Non ho trovato nessuna frase contorta, né virgole fuori posto o errori di battitura; su questo campo, almeno, sei stata impeccabile.
C’è da dire, però, che la storia non mi ha emozionata e, conoscendo le tue storie e le forti emozioni che riesci ad esprimere, mi chiedo il perché, davvero, non sei riuscita ad immergerti completamente in questo tema.
Ti sei soffermata molto sulle descrizioni, sulla rabbia e sulla caratterizzazione dei personaggi; hai, soprattutto, riportato quelli che sono i ‘classici’ discorsi che anticipano la fine.

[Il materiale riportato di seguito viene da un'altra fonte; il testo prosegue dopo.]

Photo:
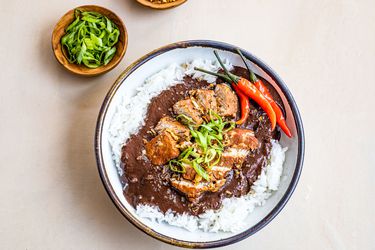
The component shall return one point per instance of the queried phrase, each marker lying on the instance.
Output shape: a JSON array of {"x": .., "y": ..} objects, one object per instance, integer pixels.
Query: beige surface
[{"x": 51, "y": 195}]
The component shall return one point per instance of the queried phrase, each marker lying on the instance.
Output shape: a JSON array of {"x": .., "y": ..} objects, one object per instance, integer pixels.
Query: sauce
[{"x": 149, "y": 184}]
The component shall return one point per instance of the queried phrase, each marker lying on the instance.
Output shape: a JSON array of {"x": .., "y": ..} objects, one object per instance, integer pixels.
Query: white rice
[{"x": 129, "y": 117}]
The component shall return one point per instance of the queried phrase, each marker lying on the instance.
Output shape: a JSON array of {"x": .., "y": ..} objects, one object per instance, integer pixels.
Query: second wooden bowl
[
  {"x": 59, "y": 32},
  {"x": 161, "y": 6}
]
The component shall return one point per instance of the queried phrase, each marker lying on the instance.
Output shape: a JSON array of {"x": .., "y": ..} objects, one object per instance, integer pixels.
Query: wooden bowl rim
[
  {"x": 159, "y": 6},
  {"x": 81, "y": 69}
]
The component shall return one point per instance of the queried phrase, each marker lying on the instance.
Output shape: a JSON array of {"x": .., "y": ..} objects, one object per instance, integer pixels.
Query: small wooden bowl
[
  {"x": 59, "y": 32},
  {"x": 160, "y": 6}
]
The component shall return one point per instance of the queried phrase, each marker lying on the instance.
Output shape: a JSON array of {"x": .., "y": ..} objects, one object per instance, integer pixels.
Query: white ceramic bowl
[{"x": 126, "y": 85}]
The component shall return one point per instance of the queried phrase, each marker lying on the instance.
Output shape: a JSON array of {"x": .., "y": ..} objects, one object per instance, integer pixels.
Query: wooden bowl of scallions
[{"x": 89, "y": 40}]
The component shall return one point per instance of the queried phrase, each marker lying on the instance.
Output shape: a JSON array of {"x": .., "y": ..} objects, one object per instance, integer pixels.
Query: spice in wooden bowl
[{"x": 161, "y": 4}]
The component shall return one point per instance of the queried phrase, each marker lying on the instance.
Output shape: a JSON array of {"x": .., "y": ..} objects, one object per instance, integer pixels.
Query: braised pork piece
[{"x": 166, "y": 135}]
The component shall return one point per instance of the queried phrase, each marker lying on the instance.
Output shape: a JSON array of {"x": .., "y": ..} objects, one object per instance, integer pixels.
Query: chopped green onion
[
  {"x": 208, "y": 137},
  {"x": 90, "y": 39}
]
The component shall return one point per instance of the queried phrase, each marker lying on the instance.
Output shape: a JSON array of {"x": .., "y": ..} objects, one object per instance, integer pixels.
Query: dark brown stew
[{"x": 149, "y": 184}]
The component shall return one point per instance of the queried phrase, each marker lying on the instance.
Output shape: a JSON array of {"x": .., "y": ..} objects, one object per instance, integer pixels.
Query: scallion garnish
[
  {"x": 208, "y": 147},
  {"x": 90, "y": 39}
]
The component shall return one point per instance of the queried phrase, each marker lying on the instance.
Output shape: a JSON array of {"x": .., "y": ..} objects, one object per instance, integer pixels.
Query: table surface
[{"x": 51, "y": 193}]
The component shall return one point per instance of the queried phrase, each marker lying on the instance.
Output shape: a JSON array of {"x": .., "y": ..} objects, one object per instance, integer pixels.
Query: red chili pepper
[
  {"x": 244, "y": 102},
  {"x": 247, "y": 88},
  {"x": 263, "y": 89}
]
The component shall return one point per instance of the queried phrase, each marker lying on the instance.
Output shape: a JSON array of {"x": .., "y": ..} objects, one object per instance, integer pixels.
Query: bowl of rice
[{"x": 122, "y": 115}]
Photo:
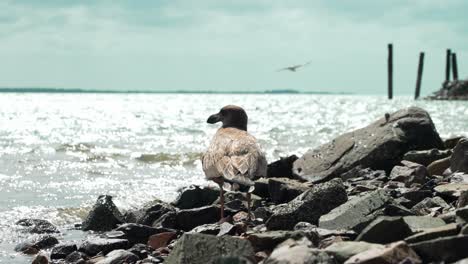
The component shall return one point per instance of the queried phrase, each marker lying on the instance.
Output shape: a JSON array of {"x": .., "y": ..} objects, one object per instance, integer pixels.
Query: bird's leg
[
  {"x": 248, "y": 206},
  {"x": 221, "y": 199}
]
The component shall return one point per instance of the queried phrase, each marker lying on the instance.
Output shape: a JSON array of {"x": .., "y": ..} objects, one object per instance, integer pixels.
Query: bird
[
  {"x": 233, "y": 159},
  {"x": 295, "y": 67}
]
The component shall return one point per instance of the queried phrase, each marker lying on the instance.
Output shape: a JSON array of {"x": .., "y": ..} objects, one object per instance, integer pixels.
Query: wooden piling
[
  {"x": 419, "y": 76},
  {"x": 447, "y": 65},
  {"x": 390, "y": 71},
  {"x": 454, "y": 66}
]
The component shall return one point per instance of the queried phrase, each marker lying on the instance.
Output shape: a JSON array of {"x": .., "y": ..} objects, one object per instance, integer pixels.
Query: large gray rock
[
  {"x": 409, "y": 173},
  {"x": 345, "y": 249},
  {"x": 459, "y": 160},
  {"x": 201, "y": 249},
  {"x": 309, "y": 206},
  {"x": 270, "y": 239},
  {"x": 299, "y": 252},
  {"x": 196, "y": 196},
  {"x": 448, "y": 249},
  {"x": 357, "y": 212},
  {"x": 104, "y": 215},
  {"x": 381, "y": 145},
  {"x": 283, "y": 190}
]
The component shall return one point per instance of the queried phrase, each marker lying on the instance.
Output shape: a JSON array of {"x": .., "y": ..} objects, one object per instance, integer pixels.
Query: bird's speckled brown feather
[{"x": 234, "y": 155}]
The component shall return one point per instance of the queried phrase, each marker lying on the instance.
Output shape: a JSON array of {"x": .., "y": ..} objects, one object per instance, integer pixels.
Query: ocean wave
[{"x": 188, "y": 158}]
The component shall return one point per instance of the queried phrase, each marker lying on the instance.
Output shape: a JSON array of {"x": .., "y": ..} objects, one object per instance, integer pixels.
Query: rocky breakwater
[{"x": 392, "y": 192}]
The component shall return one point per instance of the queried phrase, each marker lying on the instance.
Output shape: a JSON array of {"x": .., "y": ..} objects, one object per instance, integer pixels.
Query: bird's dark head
[{"x": 231, "y": 116}]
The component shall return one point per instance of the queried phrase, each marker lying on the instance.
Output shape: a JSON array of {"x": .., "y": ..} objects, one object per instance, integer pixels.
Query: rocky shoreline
[{"x": 391, "y": 192}]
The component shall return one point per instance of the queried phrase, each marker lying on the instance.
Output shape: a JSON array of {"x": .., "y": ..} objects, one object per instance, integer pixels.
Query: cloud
[{"x": 220, "y": 45}]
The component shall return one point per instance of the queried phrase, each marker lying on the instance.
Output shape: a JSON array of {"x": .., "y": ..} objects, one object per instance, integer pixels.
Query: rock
[
  {"x": 196, "y": 196},
  {"x": 452, "y": 189},
  {"x": 283, "y": 190},
  {"x": 149, "y": 213},
  {"x": 95, "y": 245},
  {"x": 432, "y": 233},
  {"x": 309, "y": 206},
  {"x": 161, "y": 239},
  {"x": 363, "y": 173},
  {"x": 448, "y": 249},
  {"x": 76, "y": 257},
  {"x": 346, "y": 249},
  {"x": 190, "y": 218},
  {"x": 119, "y": 256},
  {"x": 270, "y": 239},
  {"x": 381, "y": 145},
  {"x": 426, "y": 157},
  {"x": 298, "y": 252},
  {"x": 136, "y": 233},
  {"x": 261, "y": 188},
  {"x": 37, "y": 226},
  {"x": 409, "y": 173},
  {"x": 193, "y": 249},
  {"x": 104, "y": 215},
  {"x": 357, "y": 212},
  {"x": 62, "y": 251},
  {"x": 459, "y": 160},
  {"x": 425, "y": 206},
  {"x": 40, "y": 259},
  {"x": 397, "y": 252},
  {"x": 36, "y": 243},
  {"x": 281, "y": 168},
  {"x": 385, "y": 230}
]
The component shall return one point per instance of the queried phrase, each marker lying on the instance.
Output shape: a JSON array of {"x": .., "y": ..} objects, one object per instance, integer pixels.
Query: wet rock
[
  {"x": 346, "y": 249},
  {"x": 398, "y": 252},
  {"x": 196, "y": 196},
  {"x": 119, "y": 256},
  {"x": 95, "y": 245},
  {"x": 451, "y": 189},
  {"x": 193, "y": 249},
  {"x": 35, "y": 244},
  {"x": 448, "y": 249},
  {"x": 270, "y": 239},
  {"x": 385, "y": 230},
  {"x": 283, "y": 190},
  {"x": 190, "y": 218},
  {"x": 357, "y": 212},
  {"x": 281, "y": 168},
  {"x": 298, "y": 252},
  {"x": 149, "y": 213},
  {"x": 141, "y": 250},
  {"x": 309, "y": 206},
  {"x": 409, "y": 173},
  {"x": 426, "y": 157},
  {"x": 62, "y": 251},
  {"x": 104, "y": 215},
  {"x": 76, "y": 257},
  {"x": 459, "y": 160},
  {"x": 161, "y": 239},
  {"x": 40, "y": 259},
  {"x": 261, "y": 188},
  {"x": 363, "y": 173},
  {"x": 427, "y": 205},
  {"x": 381, "y": 145},
  {"x": 37, "y": 226},
  {"x": 432, "y": 233},
  {"x": 136, "y": 233}
]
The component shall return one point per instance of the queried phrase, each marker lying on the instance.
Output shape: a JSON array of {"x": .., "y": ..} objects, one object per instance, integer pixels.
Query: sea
[{"x": 60, "y": 151}]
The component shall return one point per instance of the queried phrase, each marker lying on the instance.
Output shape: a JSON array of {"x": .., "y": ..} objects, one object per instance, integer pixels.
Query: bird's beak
[{"x": 214, "y": 118}]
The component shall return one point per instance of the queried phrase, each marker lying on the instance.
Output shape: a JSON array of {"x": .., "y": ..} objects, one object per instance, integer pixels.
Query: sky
[{"x": 229, "y": 45}]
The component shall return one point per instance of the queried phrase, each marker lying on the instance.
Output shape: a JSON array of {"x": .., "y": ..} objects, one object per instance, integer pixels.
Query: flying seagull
[
  {"x": 233, "y": 159},
  {"x": 295, "y": 67}
]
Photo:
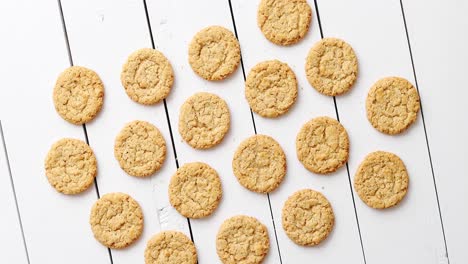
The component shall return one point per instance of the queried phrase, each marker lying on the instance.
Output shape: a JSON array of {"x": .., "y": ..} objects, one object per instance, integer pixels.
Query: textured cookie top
[
  {"x": 392, "y": 105},
  {"x": 331, "y": 66},
  {"x": 70, "y": 166},
  {"x": 214, "y": 53},
  {"x": 116, "y": 220},
  {"x": 147, "y": 76},
  {"x": 381, "y": 180},
  {"x": 259, "y": 164},
  {"x": 322, "y": 145},
  {"x": 78, "y": 95},
  {"x": 271, "y": 88},
  {"x": 170, "y": 247},
  {"x": 140, "y": 149},
  {"x": 242, "y": 239},
  {"x": 284, "y": 22},
  {"x": 204, "y": 120},
  {"x": 195, "y": 190},
  {"x": 307, "y": 217}
]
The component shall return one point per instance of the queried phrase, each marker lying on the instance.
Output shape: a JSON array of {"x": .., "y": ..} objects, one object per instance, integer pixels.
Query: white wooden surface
[{"x": 103, "y": 33}]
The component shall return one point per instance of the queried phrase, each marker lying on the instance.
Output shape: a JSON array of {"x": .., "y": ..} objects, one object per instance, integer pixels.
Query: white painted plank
[
  {"x": 174, "y": 23},
  {"x": 343, "y": 242},
  {"x": 411, "y": 232},
  {"x": 33, "y": 54}
]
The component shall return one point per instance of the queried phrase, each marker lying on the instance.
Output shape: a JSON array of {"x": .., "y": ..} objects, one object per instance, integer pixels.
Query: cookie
[
  {"x": 271, "y": 88},
  {"x": 214, "y": 53},
  {"x": 392, "y": 105},
  {"x": 116, "y": 220},
  {"x": 259, "y": 164},
  {"x": 381, "y": 180},
  {"x": 307, "y": 217},
  {"x": 331, "y": 66},
  {"x": 204, "y": 120},
  {"x": 170, "y": 247},
  {"x": 242, "y": 239},
  {"x": 195, "y": 190},
  {"x": 322, "y": 145},
  {"x": 70, "y": 166},
  {"x": 78, "y": 95},
  {"x": 284, "y": 22},
  {"x": 140, "y": 149},
  {"x": 147, "y": 76}
]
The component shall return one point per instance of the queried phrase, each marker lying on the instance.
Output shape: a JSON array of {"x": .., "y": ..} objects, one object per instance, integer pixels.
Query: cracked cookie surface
[
  {"x": 381, "y": 180},
  {"x": 307, "y": 217},
  {"x": 259, "y": 164},
  {"x": 140, "y": 149},
  {"x": 204, "y": 120},
  {"x": 170, "y": 247},
  {"x": 70, "y": 166},
  {"x": 78, "y": 95},
  {"x": 392, "y": 105},
  {"x": 147, "y": 76},
  {"x": 271, "y": 88},
  {"x": 214, "y": 53},
  {"x": 322, "y": 145},
  {"x": 242, "y": 239},
  {"x": 116, "y": 220},
  {"x": 331, "y": 66},
  {"x": 195, "y": 190}
]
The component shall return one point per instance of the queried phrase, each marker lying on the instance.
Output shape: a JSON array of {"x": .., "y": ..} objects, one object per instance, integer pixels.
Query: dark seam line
[
  {"x": 165, "y": 108},
  {"x": 255, "y": 130},
  {"x": 425, "y": 130},
  {"x": 14, "y": 191},
  {"x": 70, "y": 58},
  {"x": 347, "y": 166}
]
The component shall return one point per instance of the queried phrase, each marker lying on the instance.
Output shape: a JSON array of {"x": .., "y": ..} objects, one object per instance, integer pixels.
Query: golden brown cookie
[
  {"x": 170, "y": 247},
  {"x": 271, "y": 88},
  {"x": 214, "y": 53},
  {"x": 70, "y": 166},
  {"x": 284, "y": 22},
  {"x": 116, "y": 220},
  {"x": 78, "y": 95},
  {"x": 195, "y": 190},
  {"x": 307, "y": 217},
  {"x": 331, "y": 66},
  {"x": 147, "y": 76},
  {"x": 140, "y": 149},
  {"x": 204, "y": 120},
  {"x": 381, "y": 180},
  {"x": 322, "y": 145},
  {"x": 242, "y": 239},
  {"x": 259, "y": 164},
  {"x": 392, "y": 105}
]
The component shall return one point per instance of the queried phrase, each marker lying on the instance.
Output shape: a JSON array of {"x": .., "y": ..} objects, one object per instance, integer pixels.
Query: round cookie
[
  {"x": 195, "y": 190},
  {"x": 78, "y": 95},
  {"x": 271, "y": 88},
  {"x": 147, "y": 76},
  {"x": 381, "y": 180},
  {"x": 322, "y": 145},
  {"x": 307, "y": 217},
  {"x": 214, "y": 53},
  {"x": 204, "y": 120},
  {"x": 331, "y": 66},
  {"x": 284, "y": 22},
  {"x": 392, "y": 105},
  {"x": 70, "y": 166},
  {"x": 116, "y": 220},
  {"x": 259, "y": 164},
  {"x": 170, "y": 247},
  {"x": 242, "y": 239},
  {"x": 140, "y": 149}
]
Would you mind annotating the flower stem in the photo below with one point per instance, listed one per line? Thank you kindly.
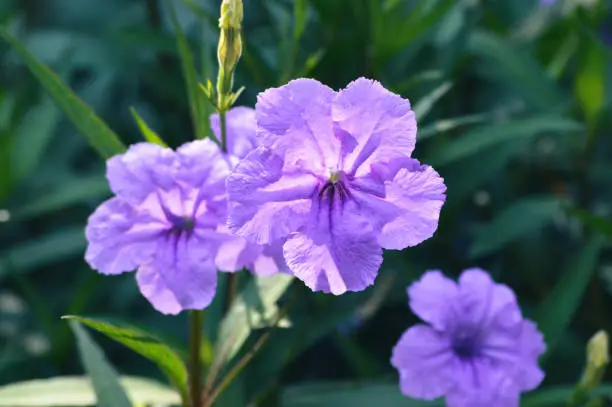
(196, 322)
(223, 122)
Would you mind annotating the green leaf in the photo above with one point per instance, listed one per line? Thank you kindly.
(77, 391)
(44, 250)
(102, 138)
(145, 345)
(104, 379)
(517, 220)
(557, 311)
(394, 31)
(33, 137)
(597, 223)
(190, 75)
(484, 138)
(254, 308)
(520, 70)
(66, 194)
(424, 106)
(590, 84)
(147, 133)
(354, 395)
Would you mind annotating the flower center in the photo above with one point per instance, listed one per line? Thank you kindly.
(466, 343)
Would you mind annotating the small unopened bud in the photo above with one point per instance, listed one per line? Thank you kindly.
(598, 358)
(231, 14)
(230, 44)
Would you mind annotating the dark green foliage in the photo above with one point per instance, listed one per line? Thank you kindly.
(514, 113)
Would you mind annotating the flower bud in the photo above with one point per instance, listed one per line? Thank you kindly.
(230, 44)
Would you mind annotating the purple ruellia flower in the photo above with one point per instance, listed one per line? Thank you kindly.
(334, 180)
(167, 219)
(477, 350)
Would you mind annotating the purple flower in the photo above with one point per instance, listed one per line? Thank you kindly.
(334, 180)
(477, 350)
(167, 220)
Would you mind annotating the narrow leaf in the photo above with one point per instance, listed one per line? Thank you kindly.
(424, 106)
(508, 64)
(147, 133)
(517, 220)
(99, 135)
(354, 395)
(104, 379)
(145, 345)
(77, 391)
(483, 138)
(557, 311)
(597, 223)
(190, 75)
(254, 308)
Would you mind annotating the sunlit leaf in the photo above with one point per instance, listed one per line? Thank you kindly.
(147, 133)
(517, 69)
(77, 391)
(104, 378)
(560, 305)
(354, 395)
(254, 308)
(102, 138)
(517, 220)
(146, 345)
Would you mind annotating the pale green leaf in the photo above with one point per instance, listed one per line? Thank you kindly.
(99, 135)
(104, 378)
(146, 345)
(254, 308)
(147, 133)
(68, 391)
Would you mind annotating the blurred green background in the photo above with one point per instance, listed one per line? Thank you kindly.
(512, 99)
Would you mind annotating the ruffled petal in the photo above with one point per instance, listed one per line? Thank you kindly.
(425, 362)
(120, 238)
(481, 384)
(433, 297)
(346, 261)
(202, 166)
(419, 193)
(143, 169)
(381, 124)
(296, 121)
(266, 204)
(241, 128)
(183, 269)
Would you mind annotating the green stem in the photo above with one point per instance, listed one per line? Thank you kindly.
(223, 122)
(196, 322)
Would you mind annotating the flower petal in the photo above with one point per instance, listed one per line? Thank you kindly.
(183, 269)
(418, 191)
(432, 298)
(296, 121)
(266, 204)
(344, 262)
(482, 384)
(381, 123)
(202, 166)
(120, 238)
(144, 168)
(241, 127)
(425, 363)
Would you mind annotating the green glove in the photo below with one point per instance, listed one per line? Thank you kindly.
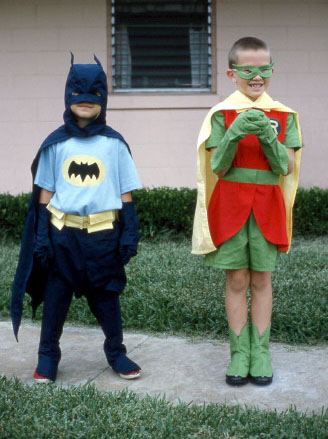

Adoperare ‘il tradimento’ è stata una buona idea; molte, troppe coppie forse, finiscono a causa sua.
La carne è debole e troppo spesso si assecondano gli istinti invece del cuore perché, per quanto io ne sappia, è la carne a tradire, è il sesso ad allettare e non l’amore a finire.
Può darsi che un uomo ami ancora la sua donna ma che dia più importanza alle esigenze carnali.
In questo caso, per esempio, Daphne mi sa molto di psicopatica che inveisce senza risolvere nulla, ecco. Posso capire che tu abbia deciso di descrivere, così com’è, quello che è successo, ma manca qualcosa.
Manca il VERO dolore di Daphne, i veri sentimenti.
Mancano loro, Calypso; manca il conoscere quelli che sono i sentimenti che hanno spinto entrambi a diventare quelli che sono diventati.
Ti sembrerà strano e forse mi manderai dritta a quel paese ma, in alcune parti, io ho riso.
Qui, per esempio “… in modo che lui rimetta nelle mutande quel maledetto”
Ed è forse questo il motivo per cui ti ho penalizzata nello sviluppo del tema; si chiedeva di parlare della fine di un amore e delle sue ‘catastrofiche’ cause.
Tu, invece, hai messo su una specie di parodia u___u
Magari l’ho letta male ma, davvero, è stata la storia più divertente delle quattro.
E non vai assolutamente penalizzata del tutto, per questo, perché sei stata originale, o no?
Per non parlare della simpatica fine che ha fatto Blaise u___u
E dell’idea del filtro d’amore.
Insomma; la storia in sé per sé è davvero bella, ricca di descrizioni e di accurata attenzione ma, perché quel ma mi torturerà a vita, avresti dovuto giocare un po’ di più sul drammatico che c’è in te.